"O Flamengo não tem dinheiro infinito". A frase do diretor de futebol José Boto, no fim de junho, era um indicativo de como o Rubro-Negro se portaria nesta janela de transferência. O clube impôs limites e deu um recado ao mercado, mas a tranquilidade de outrora na busca por reforços se tornou pressão após negociações frustradas.
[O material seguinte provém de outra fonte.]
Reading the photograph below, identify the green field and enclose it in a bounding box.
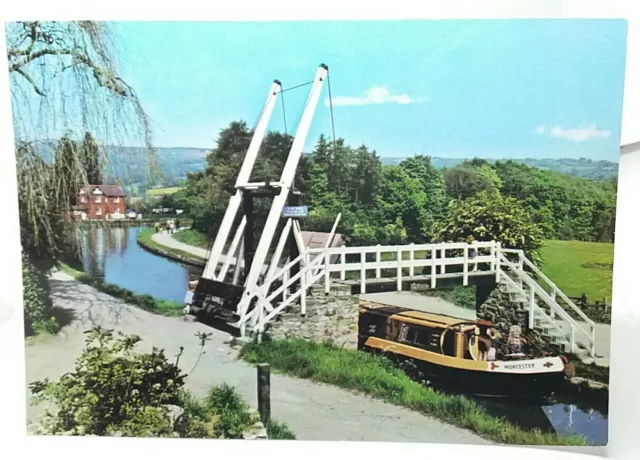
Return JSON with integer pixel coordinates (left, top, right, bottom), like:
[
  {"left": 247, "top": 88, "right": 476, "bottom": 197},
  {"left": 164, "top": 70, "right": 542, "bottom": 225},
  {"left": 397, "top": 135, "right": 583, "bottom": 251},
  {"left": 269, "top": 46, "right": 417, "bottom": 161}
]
[
  {"left": 540, "top": 240, "right": 614, "bottom": 302},
  {"left": 173, "top": 228, "right": 211, "bottom": 249},
  {"left": 146, "top": 186, "right": 183, "bottom": 196}
]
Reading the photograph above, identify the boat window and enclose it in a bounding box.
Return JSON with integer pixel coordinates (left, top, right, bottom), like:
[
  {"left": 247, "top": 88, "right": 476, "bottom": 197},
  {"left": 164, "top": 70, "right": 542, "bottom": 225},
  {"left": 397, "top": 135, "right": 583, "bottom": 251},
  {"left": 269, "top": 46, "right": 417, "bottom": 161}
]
[
  {"left": 398, "top": 324, "right": 442, "bottom": 353},
  {"left": 441, "top": 330, "right": 456, "bottom": 357}
]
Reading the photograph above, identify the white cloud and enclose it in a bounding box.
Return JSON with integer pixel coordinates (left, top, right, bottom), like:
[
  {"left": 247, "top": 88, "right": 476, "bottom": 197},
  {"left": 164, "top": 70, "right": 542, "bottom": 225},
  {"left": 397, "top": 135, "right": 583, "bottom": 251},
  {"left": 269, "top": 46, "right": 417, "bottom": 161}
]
[
  {"left": 326, "top": 86, "right": 426, "bottom": 107},
  {"left": 535, "top": 124, "right": 611, "bottom": 142}
]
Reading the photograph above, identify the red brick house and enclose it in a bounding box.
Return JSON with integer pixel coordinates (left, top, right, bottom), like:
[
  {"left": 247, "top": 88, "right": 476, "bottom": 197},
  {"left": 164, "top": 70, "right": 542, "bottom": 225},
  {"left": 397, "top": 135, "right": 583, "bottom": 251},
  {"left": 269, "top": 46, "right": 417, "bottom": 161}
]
[{"left": 73, "top": 184, "right": 126, "bottom": 220}]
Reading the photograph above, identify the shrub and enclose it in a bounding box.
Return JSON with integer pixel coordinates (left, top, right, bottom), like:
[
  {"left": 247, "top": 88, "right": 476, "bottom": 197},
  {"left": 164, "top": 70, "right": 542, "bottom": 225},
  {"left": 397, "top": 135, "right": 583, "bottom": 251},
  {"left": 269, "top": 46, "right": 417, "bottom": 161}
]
[
  {"left": 22, "top": 253, "right": 59, "bottom": 336},
  {"left": 29, "top": 327, "right": 187, "bottom": 436},
  {"left": 29, "top": 327, "right": 295, "bottom": 439}
]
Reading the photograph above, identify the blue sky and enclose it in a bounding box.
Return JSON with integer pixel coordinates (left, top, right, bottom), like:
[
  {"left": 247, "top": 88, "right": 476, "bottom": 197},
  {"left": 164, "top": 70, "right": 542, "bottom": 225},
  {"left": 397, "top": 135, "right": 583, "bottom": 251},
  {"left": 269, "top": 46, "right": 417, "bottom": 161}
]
[{"left": 112, "top": 19, "right": 627, "bottom": 160}]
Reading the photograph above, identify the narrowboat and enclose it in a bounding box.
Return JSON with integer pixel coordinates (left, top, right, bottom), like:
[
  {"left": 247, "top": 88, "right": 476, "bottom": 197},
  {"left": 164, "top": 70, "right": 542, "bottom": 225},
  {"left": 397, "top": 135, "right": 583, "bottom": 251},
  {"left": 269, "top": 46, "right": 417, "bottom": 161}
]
[{"left": 357, "top": 300, "right": 575, "bottom": 401}]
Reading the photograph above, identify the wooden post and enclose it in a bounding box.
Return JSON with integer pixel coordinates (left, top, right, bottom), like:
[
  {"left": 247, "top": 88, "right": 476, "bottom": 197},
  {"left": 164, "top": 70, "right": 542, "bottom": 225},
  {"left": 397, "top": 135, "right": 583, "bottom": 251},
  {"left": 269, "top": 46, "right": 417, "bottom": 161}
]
[
  {"left": 430, "top": 246, "right": 437, "bottom": 289},
  {"left": 360, "top": 249, "right": 366, "bottom": 294},
  {"left": 257, "top": 363, "right": 271, "bottom": 426},
  {"left": 340, "top": 251, "right": 346, "bottom": 280},
  {"left": 409, "top": 243, "right": 415, "bottom": 277},
  {"left": 396, "top": 247, "right": 402, "bottom": 291},
  {"left": 463, "top": 246, "right": 469, "bottom": 286},
  {"left": 528, "top": 282, "right": 536, "bottom": 330},
  {"left": 375, "top": 244, "right": 381, "bottom": 278},
  {"left": 324, "top": 251, "right": 331, "bottom": 294}
]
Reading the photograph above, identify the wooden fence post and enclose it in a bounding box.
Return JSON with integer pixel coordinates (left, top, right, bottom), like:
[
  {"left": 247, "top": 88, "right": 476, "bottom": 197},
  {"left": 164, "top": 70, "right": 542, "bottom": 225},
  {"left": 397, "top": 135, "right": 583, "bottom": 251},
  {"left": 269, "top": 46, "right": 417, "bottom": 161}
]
[{"left": 257, "top": 363, "right": 271, "bottom": 426}]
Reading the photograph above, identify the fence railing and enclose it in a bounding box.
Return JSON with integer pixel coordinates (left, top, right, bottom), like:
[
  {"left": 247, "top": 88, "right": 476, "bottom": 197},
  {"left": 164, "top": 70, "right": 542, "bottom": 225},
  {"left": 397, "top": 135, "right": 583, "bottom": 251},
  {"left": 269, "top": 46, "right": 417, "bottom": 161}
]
[{"left": 306, "top": 241, "right": 500, "bottom": 294}]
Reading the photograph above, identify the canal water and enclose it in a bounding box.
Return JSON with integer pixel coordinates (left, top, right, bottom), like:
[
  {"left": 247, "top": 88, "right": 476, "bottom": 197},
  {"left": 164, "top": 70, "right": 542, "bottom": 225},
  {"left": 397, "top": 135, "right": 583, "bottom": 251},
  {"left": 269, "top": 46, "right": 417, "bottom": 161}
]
[
  {"left": 69, "top": 225, "right": 201, "bottom": 304},
  {"left": 68, "top": 225, "right": 608, "bottom": 446}
]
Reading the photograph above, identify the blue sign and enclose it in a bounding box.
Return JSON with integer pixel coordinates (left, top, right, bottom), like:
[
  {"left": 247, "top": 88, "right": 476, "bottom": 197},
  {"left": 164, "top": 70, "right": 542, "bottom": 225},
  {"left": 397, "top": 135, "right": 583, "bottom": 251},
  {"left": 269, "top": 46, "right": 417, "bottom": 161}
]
[{"left": 282, "top": 206, "right": 308, "bottom": 218}]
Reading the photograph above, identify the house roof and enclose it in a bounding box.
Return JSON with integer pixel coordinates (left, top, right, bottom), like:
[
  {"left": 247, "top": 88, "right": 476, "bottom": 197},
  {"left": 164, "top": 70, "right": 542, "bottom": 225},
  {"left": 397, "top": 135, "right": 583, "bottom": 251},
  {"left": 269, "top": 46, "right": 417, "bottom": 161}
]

O Fla não entrou em leilão pelo meia argentino Almada, que está perto do River Plate, e travou as conversas por Luiz Henrique após o Zenit aumentar a pedida inicial para a venda — uma diferença de 10 milhões de euros, em torno de R$ 58,8 milhões. Horas mais tarde, o estafe do atacante avisaria que a tratativa estava encerrada por uma "série de acontecimentos que dificultaram o andamento do negócio".

Em comum nos dois movimentos: o pé no freio do clube após mudanças ou reavaliações quanto a valores vindos da outra ponta, e a análise sobre o custo-benefício de dar continuidade às conversas.

Com os (badalados) nomes de desejo mais longe da Gávea, a cúpula, agora, busca alternativas que possam suprir as carências apontadas pelo técnico Leonardo Jardim: um meia, um ponta e um centroavante.

O Flamengo não tem dinheiro infinito. (...) É óbvio que temos necessidades, mas não queremos gastar mais do que é devido, queremos acertar o máximo possível.José Boto, em 30 de junho

Enquanto isso, a janela, que era tratada de forma mais serena, se transformou em pedra no sapato neste reinício de temporada. Sem reforços até aqui, Leo Jardim estuda melhorias no time após os empates com São Paulo e Internacional, que fizeram o Palmeiras ampliar a distância na luta pelo título do Brasileiro.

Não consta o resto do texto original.